Asylum Records and Lookout Management went hand in hand - in fact, the agency was called Geffen-Roberts, and they even had offices in the same building. While Geffen was not officially part of the Eagles' management, the two men basically worked as a team, which could cause conflicts of interest occasionally.

That ended when Geffen sold the label to Warner Brothers / Elektra in 1973. The band had no idea he was going to do it, and then once they found out, were not too happy. Suddenly the overseas promoters didn't care about them anymore, since they knew Warner would be handling them. The Eagles naturally resented this, and felt Geffen had sold out figuratively as well as literally despite the fact that he continued to be their representative at the label.

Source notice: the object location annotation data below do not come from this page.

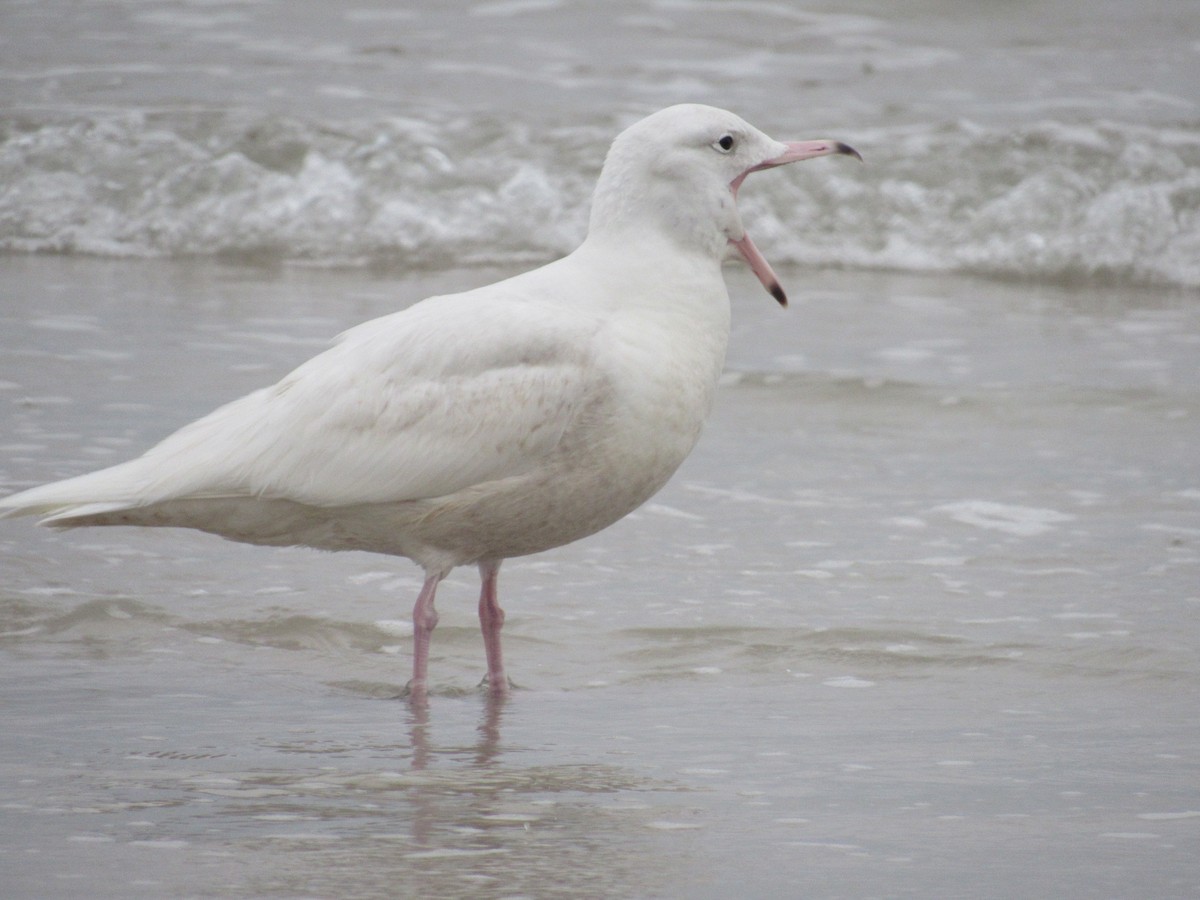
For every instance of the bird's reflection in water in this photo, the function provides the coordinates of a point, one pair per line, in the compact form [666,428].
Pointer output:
[436,799]
[487,749]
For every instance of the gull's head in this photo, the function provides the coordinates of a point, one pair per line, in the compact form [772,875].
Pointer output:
[678,172]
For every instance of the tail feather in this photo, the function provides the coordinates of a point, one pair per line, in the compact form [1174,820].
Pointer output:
[106,491]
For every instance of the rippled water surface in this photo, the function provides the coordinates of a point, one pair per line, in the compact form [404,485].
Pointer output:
[918,618]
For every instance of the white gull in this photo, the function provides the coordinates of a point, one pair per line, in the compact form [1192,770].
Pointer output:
[491,424]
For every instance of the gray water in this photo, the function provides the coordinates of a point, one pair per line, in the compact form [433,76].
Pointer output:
[918,617]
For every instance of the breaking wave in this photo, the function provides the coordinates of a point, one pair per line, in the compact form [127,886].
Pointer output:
[1049,201]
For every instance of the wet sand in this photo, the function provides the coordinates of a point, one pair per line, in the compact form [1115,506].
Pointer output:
[918,618]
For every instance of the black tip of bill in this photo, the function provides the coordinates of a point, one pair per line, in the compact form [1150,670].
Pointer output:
[847,150]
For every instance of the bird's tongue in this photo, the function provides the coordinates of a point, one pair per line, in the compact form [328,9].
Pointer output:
[793,151]
[760,267]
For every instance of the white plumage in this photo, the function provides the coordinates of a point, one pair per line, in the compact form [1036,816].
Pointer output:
[495,423]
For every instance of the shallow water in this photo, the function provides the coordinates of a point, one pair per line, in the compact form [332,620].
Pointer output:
[917,618]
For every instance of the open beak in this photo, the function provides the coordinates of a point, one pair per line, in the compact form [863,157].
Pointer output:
[796,151]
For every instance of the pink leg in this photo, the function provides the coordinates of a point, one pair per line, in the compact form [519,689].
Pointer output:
[425,619]
[491,621]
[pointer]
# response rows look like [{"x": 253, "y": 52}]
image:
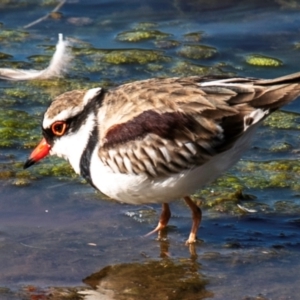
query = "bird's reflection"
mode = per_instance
[{"x": 165, "y": 278}]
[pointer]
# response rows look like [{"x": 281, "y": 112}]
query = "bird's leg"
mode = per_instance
[
  {"x": 163, "y": 220},
  {"x": 197, "y": 216}
]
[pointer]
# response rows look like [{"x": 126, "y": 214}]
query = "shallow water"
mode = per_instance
[{"x": 58, "y": 236}]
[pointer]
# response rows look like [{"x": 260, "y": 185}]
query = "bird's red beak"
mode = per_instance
[{"x": 40, "y": 151}]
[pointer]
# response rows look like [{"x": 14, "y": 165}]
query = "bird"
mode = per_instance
[{"x": 160, "y": 139}]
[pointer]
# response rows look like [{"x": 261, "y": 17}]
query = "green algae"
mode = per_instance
[
  {"x": 141, "y": 35},
  {"x": 9, "y": 35},
  {"x": 145, "y": 25},
  {"x": 5, "y": 56},
  {"x": 166, "y": 44},
  {"x": 197, "y": 51},
  {"x": 15, "y": 127},
  {"x": 193, "y": 36},
  {"x": 283, "y": 120},
  {"x": 184, "y": 68},
  {"x": 263, "y": 61},
  {"x": 133, "y": 56}
]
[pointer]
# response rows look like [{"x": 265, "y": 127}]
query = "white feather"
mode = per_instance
[{"x": 58, "y": 65}]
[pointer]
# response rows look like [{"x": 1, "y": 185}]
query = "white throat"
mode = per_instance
[{"x": 71, "y": 147}]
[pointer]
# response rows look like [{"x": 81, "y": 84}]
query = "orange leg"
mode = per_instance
[
  {"x": 163, "y": 220},
  {"x": 197, "y": 216}
]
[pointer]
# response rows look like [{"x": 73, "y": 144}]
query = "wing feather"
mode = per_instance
[{"x": 163, "y": 126}]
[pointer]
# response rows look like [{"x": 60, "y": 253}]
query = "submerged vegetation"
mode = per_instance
[{"x": 187, "y": 54}]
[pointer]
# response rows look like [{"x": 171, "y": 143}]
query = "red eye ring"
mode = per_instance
[{"x": 59, "y": 128}]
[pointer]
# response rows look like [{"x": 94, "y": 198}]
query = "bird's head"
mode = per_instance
[{"x": 67, "y": 125}]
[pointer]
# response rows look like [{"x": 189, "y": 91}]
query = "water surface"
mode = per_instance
[{"x": 58, "y": 236}]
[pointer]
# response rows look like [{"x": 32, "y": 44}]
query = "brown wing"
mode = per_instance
[{"x": 163, "y": 126}]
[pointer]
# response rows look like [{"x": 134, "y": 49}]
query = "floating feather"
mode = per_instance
[{"x": 58, "y": 65}]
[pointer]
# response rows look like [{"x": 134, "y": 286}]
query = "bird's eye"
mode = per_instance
[{"x": 59, "y": 128}]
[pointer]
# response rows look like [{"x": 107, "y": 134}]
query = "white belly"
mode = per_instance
[{"x": 140, "y": 189}]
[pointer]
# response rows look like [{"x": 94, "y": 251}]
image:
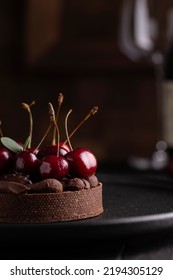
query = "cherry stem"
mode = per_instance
[
  {"x": 66, "y": 129},
  {"x": 28, "y": 108},
  {"x": 60, "y": 101},
  {"x": 1, "y": 134},
  {"x": 92, "y": 112},
  {"x": 52, "y": 122}
]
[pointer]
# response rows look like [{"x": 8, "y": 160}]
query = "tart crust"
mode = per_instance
[{"x": 51, "y": 207}]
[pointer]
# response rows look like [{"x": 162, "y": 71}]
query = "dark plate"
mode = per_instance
[{"x": 133, "y": 204}]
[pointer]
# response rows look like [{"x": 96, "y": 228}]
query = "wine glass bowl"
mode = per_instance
[{"x": 145, "y": 34}]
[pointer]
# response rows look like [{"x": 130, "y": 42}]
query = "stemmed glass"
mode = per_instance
[{"x": 145, "y": 33}]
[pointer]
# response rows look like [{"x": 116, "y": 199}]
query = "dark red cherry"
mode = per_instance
[
  {"x": 82, "y": 163},
  {"x": 26, "y": 162},
  {"x": 5, "y": 159},
  {"x": 53, "y": 167}
]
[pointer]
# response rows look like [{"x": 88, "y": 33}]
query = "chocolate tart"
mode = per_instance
[{"x": 25, "y": 207}]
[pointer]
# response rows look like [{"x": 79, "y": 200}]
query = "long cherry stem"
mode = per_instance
[
  {"x": 60, "y": 101},
  {"x": 52, "y": 122},
  {"x": 91, "y": 112},
  {"x": 28, "y": 108},
  {"x": 66, "y": 129},
  {"x": 1, "y": 134}
]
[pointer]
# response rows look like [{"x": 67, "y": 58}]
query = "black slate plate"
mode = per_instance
[{"x": 133, "y": 204}]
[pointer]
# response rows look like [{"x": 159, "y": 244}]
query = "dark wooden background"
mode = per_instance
[{"x": 47, "y": 47}]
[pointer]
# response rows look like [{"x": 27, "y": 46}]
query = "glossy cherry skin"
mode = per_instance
[
  {"x": 5, "y": 159},
  {"x": 26, "y": 162},
  {"x": 53, "y": 167},
  {"x": 51, "y": 150},
  {"x": 82, "y": 163}
]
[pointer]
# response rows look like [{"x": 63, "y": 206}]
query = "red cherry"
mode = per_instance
[
  {"x": 5, "y": 159},
  {"x": 82, "y": 162},
  {"x": 26, "y": 162},
  {"x": 53, "y": 167}
]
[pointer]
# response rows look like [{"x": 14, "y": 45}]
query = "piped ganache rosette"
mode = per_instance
[{"x": 51, "y": 183}]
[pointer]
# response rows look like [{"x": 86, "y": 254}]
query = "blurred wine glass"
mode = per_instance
[{"x": 145, "y": 34}]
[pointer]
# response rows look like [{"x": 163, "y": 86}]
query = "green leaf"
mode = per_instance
[{"x": 11, "y": 144}]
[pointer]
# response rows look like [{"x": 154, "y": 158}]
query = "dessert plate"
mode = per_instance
[{"x": 134, "y": 204}]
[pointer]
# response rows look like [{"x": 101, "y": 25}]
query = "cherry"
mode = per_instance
[
  {"x": 82, "y": 162},
  {"x": 53, "y": 166},
  {"x": 5, "y": 159},
  {"x": 26, "y": 162}
]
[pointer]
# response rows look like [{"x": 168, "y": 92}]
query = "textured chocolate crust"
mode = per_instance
[{"x": 51, "y": 207}]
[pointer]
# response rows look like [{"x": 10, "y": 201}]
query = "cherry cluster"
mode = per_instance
[{"x": 56, "y": 160}]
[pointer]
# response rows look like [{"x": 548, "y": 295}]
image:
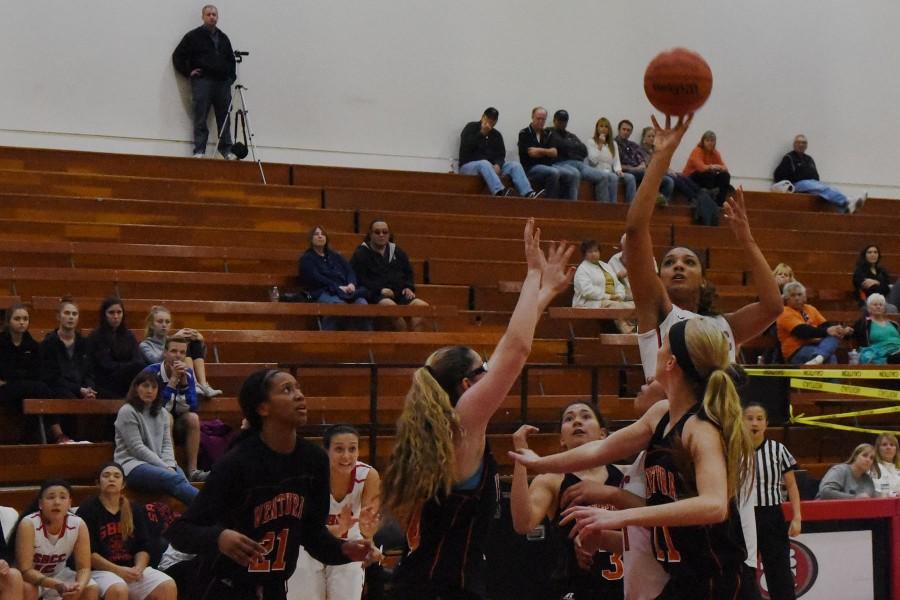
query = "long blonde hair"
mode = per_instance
[
  {"x": 423, "y": 460},
  {"x": 708, "y": 349}
]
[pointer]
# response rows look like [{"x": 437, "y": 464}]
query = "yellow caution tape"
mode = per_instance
[
  {"x": 827, "y": 373},
  {"x": 850, "y": 390}
]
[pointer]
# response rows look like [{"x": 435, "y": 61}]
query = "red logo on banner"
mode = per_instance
[{"x": 804, "y": 566}]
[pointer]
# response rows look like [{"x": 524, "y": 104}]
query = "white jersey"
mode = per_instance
[
  {"x": 645, "y": 577},
  {"x": 353, "y": 499},
  {"x": 52, "y": 551},
  {"x": 649, "y": 342}
]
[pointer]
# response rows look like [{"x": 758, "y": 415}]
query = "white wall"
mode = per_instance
[{"x": 390, "y": 83}]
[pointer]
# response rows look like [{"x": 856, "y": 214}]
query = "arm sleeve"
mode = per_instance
[
  {"x": 316, "y": 538},
  {"x": 127, "y": 427},
  {"x": 181, "y": 57},
  {"x": 198, "y": 529},
  {"x": 833, "y": 485}
]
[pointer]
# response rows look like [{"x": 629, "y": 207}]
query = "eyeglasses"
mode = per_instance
[{"x": 477, "y": 371}]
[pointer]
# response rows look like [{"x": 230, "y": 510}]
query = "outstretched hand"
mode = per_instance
[
  {"x": 736, "y": 215},
  {"x": 668, "y": 138}
]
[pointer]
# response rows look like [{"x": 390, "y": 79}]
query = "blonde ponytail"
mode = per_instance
[
  {"x": 722, "y": 405},
  {"x": 422, "y": 462}
]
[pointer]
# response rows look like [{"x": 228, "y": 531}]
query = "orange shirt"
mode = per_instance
[
  {"x": 699, "y": 158},
  {"x": 789, "y": 319}
]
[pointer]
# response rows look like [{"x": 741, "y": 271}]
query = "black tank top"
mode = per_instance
[
  {"x": 447, "y": 541},
  {"x": 604, "y": 579},
  {"x": 690, "y": 553}
]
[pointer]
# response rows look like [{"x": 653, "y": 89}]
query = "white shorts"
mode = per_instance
[
  {"x": 136, "y": 591},
  {"x": 314, "y": 581},
  {"x": 66, "y": 575}
]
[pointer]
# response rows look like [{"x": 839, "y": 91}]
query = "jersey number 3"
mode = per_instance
[{"x": 264, "y": 564}]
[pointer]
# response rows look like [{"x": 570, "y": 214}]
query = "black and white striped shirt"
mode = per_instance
[{"x": 772, "y": 461}]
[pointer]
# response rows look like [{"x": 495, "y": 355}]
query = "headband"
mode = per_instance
[{"x": 679, "y": 349}]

Roberts, now working on his own as their manager, couldn't seem to handle things nearly as well. However, he was the first to give Don and Glenn higher percentiles of the publishing before it had been split equally. Still, his company was partially blamed for Desperado's failure to become a hit. The Eagles felt that Roberts no longer cared about them. They were more Geffen's baby, and Roberts had all the money he needed with the merger, so he wasn't too eager to hustle and bustle to get things going for them.

In 1974, Roberts' nerves were shot and he'd had enough. He dumped everybody except Joni Mitchell, Neil Young, and JD Souther. The Eagles wound up with a guy on Roberts' management team named Irving Azoff, and were the first act managed by his new company Front Line.